Espremido de gente e angústia, eu chegava em casa sempre depois das oito. Aquele quarto cinéreo, antigo e com janelas enormes me ampliou a solidão. Ouvia-se tudo dali: o barulho dos ônibus e o ressoar das gargalhadas dos bordéis e dos bares da região do bairro do Limão. Nas noites de quinta-feira eu ia ao cinema, e todos os meses eu recebia uma carta. No descomeço da carta, como dizia Armando, um índio kinikinawa, ele colocava sempre o desenho da sua voz. As cartas que eu recebia do índio eram uma espécie de relatório dos fatos e coisas que deixei no Pantanal, antes da última cheia. Na época, éramos vizinhos e o lugar tinha cheiro e fósseis de conchas e de mar. Armando era um poeta, pagão e primitivo, cuja natureza estava enraizada até os dentes, mas sua inteligência técnica impunha ordem e simetria no seu trabalho, que era de esculpir e manufaturar canoas.
Numa das primeiras cartas, Armando contou que o mato estava tomando conta da sua boca e da sua alma. Deixara de ser um canoeiro porque foi obrigado a viver numa outra reserva, longe do rio. A negligência é um golpe na extinção, escreveu Armando; e num canto de uma aldeia Kadiwéu, confinado, ele passou a fazer trabalho pesado para a nação dominante.
Aos domingos, eu passeava altivo por entre o arvoredo das alamedas e do Parque Ibirapuera - era pra afinar o coração, que perdia a sintonia. E foi num domingo, quando me ocupava de esconder de nuvens mágicas e pesadas, que encontrei o meu primeiro amor. Embora haja muito o que viver e aprender, tenho desejo de virar uma árvore, um limoeiro – escreveu Armando numa das cartas. Também havia se casado com uma índia Kadiwéu - eles plantavam milho e tinham dois filhos. Passaram a viver na aldeia do Limão-Verde, cidade de Aquidauana que margeia o Pantanal sul. Contava também que todas as mudanças eram ocasionadas pelos homens, que ditavam regras em suas vidas. E que o Pantanal, agora, era um fóssil, uma jóia presa num âmbar e em nossas memórias.

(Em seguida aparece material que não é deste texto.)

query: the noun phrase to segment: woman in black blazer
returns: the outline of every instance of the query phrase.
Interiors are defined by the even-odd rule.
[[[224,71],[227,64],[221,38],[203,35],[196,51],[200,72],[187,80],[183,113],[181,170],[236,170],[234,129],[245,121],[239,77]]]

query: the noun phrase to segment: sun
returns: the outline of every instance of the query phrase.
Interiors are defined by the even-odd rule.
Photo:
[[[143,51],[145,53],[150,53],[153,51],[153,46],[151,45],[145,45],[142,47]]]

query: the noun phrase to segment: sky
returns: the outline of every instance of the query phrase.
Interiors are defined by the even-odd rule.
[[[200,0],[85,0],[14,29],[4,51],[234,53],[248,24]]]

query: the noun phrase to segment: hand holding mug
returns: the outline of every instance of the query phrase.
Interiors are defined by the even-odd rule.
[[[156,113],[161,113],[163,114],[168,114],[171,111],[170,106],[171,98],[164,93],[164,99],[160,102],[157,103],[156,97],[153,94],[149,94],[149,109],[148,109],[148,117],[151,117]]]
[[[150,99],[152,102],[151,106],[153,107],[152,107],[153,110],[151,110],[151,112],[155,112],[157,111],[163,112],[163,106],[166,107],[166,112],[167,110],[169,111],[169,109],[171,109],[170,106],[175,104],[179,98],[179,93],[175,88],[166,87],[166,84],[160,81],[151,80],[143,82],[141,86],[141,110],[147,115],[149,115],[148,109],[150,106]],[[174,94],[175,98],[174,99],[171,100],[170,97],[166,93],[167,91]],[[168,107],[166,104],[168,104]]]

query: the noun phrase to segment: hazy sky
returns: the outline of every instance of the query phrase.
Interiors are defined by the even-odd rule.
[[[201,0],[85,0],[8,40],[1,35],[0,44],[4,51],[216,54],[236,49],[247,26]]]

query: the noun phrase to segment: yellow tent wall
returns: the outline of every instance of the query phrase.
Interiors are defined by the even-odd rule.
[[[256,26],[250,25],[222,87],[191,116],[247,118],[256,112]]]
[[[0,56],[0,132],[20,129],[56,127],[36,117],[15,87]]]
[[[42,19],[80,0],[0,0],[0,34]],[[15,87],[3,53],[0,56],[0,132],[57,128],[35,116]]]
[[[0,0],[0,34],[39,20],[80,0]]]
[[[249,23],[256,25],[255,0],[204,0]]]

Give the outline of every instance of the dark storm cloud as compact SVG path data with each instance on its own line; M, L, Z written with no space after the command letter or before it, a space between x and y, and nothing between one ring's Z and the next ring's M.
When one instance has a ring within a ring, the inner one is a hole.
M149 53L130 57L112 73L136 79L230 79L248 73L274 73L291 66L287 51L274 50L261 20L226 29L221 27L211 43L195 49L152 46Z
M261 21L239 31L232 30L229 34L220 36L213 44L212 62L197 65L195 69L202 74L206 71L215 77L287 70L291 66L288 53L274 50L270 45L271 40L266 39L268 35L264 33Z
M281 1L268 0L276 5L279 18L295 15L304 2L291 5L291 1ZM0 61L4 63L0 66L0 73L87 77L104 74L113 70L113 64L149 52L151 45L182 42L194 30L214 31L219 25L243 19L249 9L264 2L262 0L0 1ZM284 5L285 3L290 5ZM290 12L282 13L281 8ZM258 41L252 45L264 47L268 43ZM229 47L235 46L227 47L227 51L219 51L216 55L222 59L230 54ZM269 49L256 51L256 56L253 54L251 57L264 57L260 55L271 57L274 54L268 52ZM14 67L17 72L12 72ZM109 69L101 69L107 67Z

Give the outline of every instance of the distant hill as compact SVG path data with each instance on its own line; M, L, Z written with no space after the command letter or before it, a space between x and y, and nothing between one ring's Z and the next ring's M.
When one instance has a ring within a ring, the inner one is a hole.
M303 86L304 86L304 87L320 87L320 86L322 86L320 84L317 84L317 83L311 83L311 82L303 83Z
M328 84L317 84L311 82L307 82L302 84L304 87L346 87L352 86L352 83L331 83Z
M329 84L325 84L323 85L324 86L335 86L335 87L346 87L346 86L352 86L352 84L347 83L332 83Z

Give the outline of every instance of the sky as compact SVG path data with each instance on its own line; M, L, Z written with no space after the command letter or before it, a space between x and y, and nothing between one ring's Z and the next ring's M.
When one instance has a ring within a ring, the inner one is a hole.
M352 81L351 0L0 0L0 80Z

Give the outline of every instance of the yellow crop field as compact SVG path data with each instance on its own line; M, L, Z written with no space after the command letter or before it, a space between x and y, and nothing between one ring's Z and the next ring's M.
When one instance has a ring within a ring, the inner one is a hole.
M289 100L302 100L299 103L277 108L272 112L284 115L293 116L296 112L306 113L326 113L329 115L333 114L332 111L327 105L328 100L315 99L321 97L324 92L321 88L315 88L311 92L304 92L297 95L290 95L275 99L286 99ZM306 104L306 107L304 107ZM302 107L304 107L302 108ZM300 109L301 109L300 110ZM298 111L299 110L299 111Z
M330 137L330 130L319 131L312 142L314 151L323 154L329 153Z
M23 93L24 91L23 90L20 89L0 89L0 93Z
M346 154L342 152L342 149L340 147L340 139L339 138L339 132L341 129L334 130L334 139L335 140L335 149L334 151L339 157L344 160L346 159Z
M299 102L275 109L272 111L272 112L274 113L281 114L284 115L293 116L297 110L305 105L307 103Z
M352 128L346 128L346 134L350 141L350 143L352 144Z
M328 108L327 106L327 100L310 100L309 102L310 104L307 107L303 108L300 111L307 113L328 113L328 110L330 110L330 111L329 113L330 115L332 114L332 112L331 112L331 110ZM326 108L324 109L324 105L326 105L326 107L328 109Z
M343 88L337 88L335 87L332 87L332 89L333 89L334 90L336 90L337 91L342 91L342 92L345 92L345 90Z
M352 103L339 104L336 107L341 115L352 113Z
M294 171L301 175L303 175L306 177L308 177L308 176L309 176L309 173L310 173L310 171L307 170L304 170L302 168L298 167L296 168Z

Amanhã é 1º de abril e faz um ano que reparto momentos de paixão em tardes de domingo. Não houve a intenção de roubar aquele amor, que pertencia a outro homem, mas Amanda preenchia minha solidão arcana e magnificava meu coração. Jovens sonhadores e solitários, dividíamos camas em quartos de hotéis baratos da Rua Augusta. Eu tinha profundo desejo de voltar para casa - eu estava sempre voltando. Angustiante carta recebi de Armando, proclamando-se um ovo, em cuja gema nasceria um pé de limão-de-bugre. Para viver nesta apagada existência prefiro levar minha família para longe daqui, há um canto de sereia naqueles limoeiros, ele me chama. E assim passou a morar nos arredores da cidade de Bonito, em Mato Grosso do Sul. Anonimado pela beleza daqueles rios, que pareciam esmeraldas líquidas saindo das montanhas, Armando e sua família faziam artesanato e plantavam coisas para seu sustento.
Antes de ver Amanda se perder na multidão pela última vez, sentei-me num daqueles esquálidos bancos da Praça da Sé. Com o olhar duro e velado de tristeza, fiquei a observar os pombos, que voavam no preâmbulo da noite sobre a cidade. Imóveis, as imagens anoitecem. Mais uma vez eu estava partindo.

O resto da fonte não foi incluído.